I have tried using ch_wave, sox, rawtowav. I have tried to make it 16-bit signed-integer PCM. Nothing seems to work to get Merlin to train models with them.

sent001.wav.txt

simonkingedinburgh commented 7 years ago

Esther Judd-Klabbers wrote:

Precision : 25-bit That doesn't look right

-- The University of Edinburgh is a charitable body, registered in Scotland, with registration number SC005336.

dreamk73 commented 7 years ago

I have no idea how it thinks the precision is 25-bit, I agree with you that it looks strange. My boss converted the files for me to another format and as you can see below from the soxi command, this looks better. But I still don't get any useable Merlin output.

Input File : '/data/esther/rs_merlin_data/sophie/wav48_kare/sn001_sent001.wav' Channels : 1 Sample Rate : 48000 Precision : 16-bit Duration : 00:00:09.39 = 450560 samples ~ 704 CDDA sectors File Size : 901k Bit Rate : 768k Sample Encoding: 16-bit Signed Integer PCM

sent001_2.wav.txt

dreamk73 commented 7 years ago

Some files give me this error when extracting acoustic features using the WORLD vocoder:

x2x : error: input data is over the range of type 'float'!
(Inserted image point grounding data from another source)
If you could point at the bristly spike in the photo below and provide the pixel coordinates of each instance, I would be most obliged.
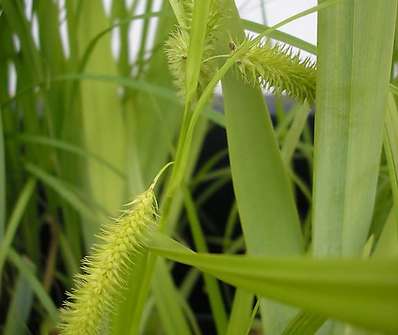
(178, 43)
(98, 289)
(279, 68)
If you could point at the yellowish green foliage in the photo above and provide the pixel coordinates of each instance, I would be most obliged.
(178, 44)
(105, 271)
(278, 68)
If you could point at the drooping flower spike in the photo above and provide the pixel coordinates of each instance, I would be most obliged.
(104, 273)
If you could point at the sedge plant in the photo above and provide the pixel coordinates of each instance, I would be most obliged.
(72, 147)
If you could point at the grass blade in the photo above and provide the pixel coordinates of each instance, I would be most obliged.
(361, 292)
(24, 266)
(259, 177)
(351, 95)
(15, 219)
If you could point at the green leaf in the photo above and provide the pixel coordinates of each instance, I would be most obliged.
(361, 292)
(15, 220)
(25, 269)
(304, 323)
(391, 148)
(19, 308)
(351, 95)
(265, 200)
(280, 36)
(42, 140)
(2, 180)
(64, 191)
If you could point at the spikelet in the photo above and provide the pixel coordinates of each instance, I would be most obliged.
(178, 43)
(93, 298)
(278, 68)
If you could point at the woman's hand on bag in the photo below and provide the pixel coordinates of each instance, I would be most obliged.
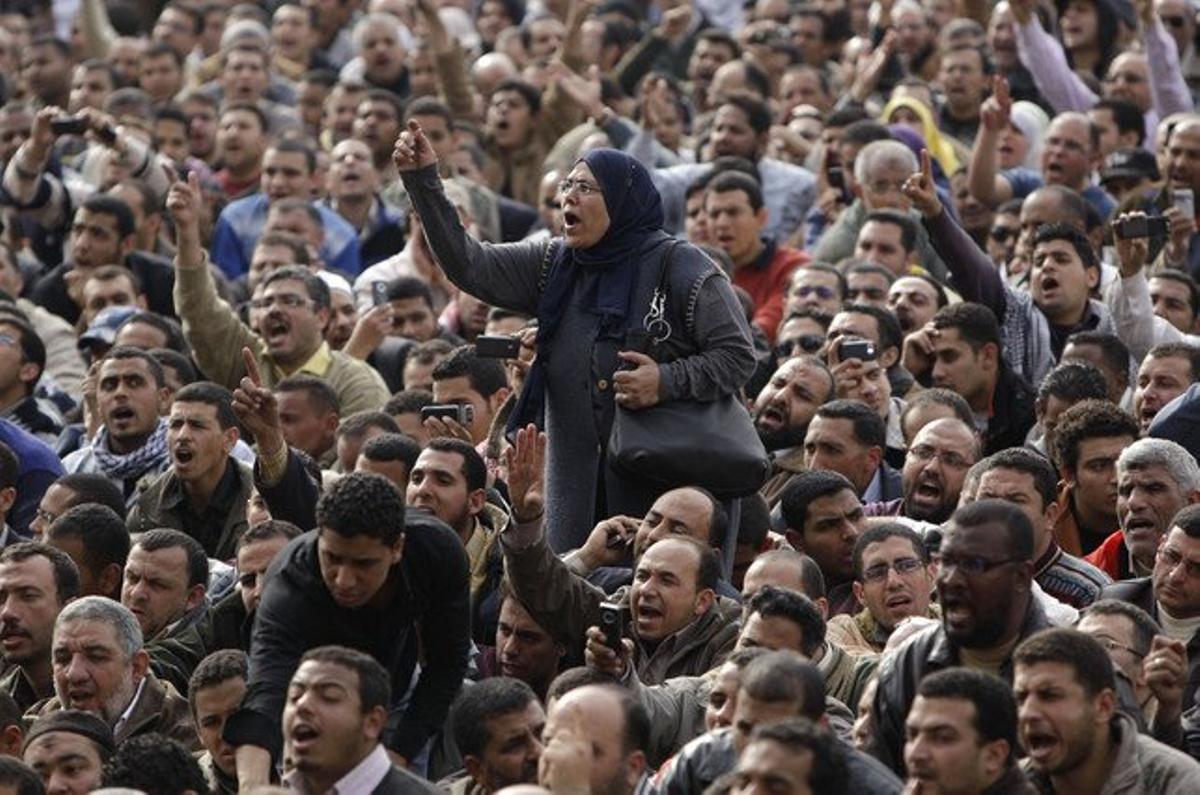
(637, 388)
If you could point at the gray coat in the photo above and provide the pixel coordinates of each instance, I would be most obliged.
(708, 356)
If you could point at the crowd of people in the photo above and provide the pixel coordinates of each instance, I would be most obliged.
(327, 328)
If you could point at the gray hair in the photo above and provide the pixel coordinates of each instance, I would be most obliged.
(1159, 452)
(369, 21)
(105, 610)
(880, 154)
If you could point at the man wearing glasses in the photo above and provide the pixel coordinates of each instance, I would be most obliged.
(292, 314)
(893, 580)
(985, 590)
(1171, 596)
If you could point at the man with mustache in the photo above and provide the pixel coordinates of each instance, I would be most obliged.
(984, 586)
(36, 581)
(1156, 479)
(497, 727)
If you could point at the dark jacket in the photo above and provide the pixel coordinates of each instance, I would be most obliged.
(155, 273)
(901, 670)
(429, 611)
(165, 504)
(1141, 593)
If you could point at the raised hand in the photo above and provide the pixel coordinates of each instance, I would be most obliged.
(526, 462)
(1132, 252)
(413, 150)
(921, 191)
(997, 109)
(257, 407)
RasmusD commented 7 years ago

Did you use rawtowav or raw2wav?

raw2wav has a bug in it that makes it output bad wav files. Could that be it?

2017-09-25 22:42 GMT+09:00 Esther Judd-Klabbers notifications@github.com:

Some files give me this error when extracting acoustic features using the WORLD vocoder:

x2x : error: input data is over the range of type 'float'!
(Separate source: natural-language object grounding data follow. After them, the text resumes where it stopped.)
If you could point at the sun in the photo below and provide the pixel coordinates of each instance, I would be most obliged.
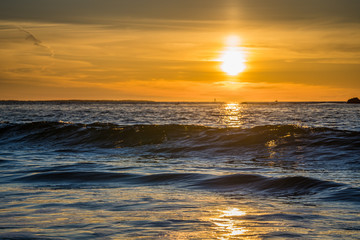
(233, 59)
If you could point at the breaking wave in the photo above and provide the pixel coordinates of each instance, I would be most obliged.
(174, 138)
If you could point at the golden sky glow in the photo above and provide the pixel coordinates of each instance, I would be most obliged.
(234, 50)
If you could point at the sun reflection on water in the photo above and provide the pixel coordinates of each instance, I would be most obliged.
(227, 224)
(231, 114)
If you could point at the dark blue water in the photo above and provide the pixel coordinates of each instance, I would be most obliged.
(107, 170)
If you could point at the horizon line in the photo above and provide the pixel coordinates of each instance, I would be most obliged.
(153, 101)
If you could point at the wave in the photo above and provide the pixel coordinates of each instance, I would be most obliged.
(173, 138)
(234, 183)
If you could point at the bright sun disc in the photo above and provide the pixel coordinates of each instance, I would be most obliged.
(233, 59)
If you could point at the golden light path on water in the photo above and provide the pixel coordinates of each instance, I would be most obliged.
(227, 226)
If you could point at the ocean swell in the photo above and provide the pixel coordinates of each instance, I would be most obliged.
(173, 138)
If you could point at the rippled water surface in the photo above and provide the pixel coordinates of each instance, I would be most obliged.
(107, 170)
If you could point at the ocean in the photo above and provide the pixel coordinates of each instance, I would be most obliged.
(149, 170)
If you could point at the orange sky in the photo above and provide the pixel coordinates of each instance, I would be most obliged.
(171, 50)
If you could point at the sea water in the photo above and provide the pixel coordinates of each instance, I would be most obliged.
(115, 170)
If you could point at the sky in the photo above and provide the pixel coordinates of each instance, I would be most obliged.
(172, 50)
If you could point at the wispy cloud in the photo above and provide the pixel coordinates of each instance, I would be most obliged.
(31, 37)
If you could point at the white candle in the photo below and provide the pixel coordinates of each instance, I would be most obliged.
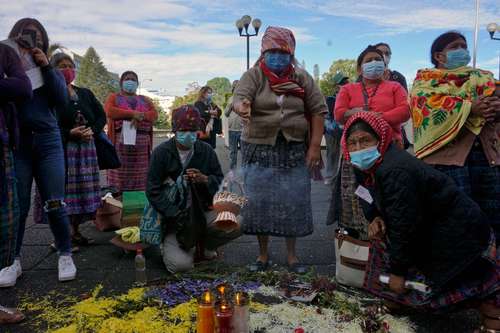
(241, 316)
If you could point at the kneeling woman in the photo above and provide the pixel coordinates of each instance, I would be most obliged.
(425, 229)
(193, 165)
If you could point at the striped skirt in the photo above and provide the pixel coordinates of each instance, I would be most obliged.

— You are receiving this because you were mentioned. Reply to this email directly, view it on GitHub https://github.com/CSTR-Edinburgh/merlin/issues/247#issuecomment-331884821, or mute the thread https://github.com/notifications/unsubscribe-auth/AEyDp1vdF7ZFXujsh-O29tuYo58fUS45ks5sl63DgaJpZM4PfE4K .
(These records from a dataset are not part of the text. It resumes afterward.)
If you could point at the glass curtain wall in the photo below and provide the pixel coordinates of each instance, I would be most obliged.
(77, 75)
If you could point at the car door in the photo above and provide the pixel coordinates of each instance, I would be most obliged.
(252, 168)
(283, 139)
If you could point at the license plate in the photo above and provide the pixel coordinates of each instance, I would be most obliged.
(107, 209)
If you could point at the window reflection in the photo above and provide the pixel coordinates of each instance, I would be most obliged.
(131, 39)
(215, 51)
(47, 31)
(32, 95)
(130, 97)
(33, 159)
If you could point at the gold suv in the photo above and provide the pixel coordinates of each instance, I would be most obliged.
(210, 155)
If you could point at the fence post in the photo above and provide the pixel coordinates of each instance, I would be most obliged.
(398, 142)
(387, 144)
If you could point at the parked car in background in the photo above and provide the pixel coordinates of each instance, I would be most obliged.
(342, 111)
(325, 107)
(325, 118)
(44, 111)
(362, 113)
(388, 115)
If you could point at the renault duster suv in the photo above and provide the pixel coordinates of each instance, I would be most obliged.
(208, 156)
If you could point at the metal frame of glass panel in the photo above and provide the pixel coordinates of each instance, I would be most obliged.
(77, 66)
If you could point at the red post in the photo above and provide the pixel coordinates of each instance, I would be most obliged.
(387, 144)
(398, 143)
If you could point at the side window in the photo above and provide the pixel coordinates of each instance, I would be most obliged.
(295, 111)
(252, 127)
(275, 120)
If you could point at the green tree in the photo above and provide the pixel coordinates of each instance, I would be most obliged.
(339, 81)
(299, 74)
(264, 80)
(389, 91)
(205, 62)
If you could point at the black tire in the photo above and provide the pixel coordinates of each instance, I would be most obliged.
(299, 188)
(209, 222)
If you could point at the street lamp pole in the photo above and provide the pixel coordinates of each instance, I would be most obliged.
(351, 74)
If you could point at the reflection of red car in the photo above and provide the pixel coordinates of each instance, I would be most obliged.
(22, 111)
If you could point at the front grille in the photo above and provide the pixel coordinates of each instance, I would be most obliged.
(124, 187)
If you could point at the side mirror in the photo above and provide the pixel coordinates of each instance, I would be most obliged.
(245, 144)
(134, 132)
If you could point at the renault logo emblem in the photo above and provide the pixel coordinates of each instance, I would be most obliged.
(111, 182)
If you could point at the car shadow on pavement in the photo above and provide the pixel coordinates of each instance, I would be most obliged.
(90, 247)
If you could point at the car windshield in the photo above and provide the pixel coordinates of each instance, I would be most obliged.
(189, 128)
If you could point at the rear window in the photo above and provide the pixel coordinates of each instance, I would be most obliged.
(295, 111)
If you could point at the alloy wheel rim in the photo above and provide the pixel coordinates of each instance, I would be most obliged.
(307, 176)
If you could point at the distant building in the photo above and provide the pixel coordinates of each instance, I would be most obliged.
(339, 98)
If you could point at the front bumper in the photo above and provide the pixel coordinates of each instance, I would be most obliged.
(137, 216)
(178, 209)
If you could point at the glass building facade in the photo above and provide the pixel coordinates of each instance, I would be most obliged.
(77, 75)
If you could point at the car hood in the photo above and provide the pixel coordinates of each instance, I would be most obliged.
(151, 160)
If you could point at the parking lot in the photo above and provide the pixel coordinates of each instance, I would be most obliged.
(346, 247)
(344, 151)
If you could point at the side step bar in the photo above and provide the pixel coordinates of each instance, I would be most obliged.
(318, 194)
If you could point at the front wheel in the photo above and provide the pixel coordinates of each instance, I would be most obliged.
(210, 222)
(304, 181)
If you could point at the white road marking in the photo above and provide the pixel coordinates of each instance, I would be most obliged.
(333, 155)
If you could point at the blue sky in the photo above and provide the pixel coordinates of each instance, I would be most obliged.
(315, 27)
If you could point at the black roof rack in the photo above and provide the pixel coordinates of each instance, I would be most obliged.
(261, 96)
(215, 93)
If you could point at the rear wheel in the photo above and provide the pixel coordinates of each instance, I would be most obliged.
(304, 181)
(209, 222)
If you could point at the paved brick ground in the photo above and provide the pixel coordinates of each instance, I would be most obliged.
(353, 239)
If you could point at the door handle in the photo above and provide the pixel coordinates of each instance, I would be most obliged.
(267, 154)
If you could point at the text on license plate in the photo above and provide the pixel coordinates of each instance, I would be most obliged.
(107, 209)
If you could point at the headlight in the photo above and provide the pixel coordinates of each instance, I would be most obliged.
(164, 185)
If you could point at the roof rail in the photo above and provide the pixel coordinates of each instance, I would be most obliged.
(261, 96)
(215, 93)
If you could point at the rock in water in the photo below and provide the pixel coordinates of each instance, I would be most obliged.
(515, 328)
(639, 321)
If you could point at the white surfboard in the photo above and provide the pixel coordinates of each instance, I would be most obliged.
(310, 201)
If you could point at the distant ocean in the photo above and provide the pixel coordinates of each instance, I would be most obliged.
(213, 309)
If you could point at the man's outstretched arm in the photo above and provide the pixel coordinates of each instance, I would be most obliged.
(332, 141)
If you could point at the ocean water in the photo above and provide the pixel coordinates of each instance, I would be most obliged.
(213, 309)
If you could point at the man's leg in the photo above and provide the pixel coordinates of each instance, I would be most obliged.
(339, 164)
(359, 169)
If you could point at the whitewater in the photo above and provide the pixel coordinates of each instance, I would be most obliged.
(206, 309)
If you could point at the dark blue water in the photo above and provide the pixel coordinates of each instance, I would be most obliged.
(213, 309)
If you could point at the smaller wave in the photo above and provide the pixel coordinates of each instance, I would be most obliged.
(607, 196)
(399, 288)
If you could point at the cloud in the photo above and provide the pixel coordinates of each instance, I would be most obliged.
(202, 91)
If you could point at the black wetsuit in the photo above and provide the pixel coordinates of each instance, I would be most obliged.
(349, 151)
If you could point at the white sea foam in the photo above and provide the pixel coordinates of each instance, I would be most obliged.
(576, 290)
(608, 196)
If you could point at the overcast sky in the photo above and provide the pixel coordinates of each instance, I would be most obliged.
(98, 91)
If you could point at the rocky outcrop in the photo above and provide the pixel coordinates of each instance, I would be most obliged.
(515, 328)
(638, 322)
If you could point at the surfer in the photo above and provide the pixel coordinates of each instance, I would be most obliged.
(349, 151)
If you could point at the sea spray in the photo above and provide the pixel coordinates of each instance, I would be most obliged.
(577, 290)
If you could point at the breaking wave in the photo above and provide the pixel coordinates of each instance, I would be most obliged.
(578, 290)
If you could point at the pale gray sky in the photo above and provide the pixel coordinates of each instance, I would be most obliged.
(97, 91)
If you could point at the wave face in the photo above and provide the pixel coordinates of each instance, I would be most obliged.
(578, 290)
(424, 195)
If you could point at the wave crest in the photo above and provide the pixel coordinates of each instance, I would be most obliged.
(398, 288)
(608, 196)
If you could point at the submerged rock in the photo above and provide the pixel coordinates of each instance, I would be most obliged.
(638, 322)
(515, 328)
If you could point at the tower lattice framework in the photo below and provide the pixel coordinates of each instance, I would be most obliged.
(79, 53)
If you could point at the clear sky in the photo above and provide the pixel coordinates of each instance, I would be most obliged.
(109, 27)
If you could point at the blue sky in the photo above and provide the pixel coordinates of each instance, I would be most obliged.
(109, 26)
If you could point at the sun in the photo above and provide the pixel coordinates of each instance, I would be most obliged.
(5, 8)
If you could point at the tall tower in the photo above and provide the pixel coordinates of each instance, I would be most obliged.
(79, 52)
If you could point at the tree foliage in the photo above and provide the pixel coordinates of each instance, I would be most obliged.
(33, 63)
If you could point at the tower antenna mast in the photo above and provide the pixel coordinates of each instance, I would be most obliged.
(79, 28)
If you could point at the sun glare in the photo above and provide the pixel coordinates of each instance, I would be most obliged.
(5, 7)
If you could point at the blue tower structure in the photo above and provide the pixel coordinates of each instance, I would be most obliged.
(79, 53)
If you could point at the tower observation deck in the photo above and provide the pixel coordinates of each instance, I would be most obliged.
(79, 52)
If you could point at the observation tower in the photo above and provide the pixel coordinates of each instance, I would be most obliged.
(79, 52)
dreamk73 commented 7 years ago

My SPTK version only has rawtowav.

But the problem has been solved now. It wasn't in the conversion at all, but a stupid mistake on our end. For this particular speaker, we had recorded with a long silence at the start to overcome difficulties with the connection and when we created the 22kHz versions and label files, we cropped them. So in training models in Merlin with the 48kHz, a lot of the labels actually had silence in them.

I now use sox to convert the unheadered cropped 48kHz files using: sox -V4 -v 0.8 -t raw -r 48000 -c 1 -b 32 -e floating-point in.wav -r 48000 -c 1 -b 16 -e signed-integer out.wav

Sox still complains about clipping in a small number of samples (1-3 per file), but I can train Merlin now with this data.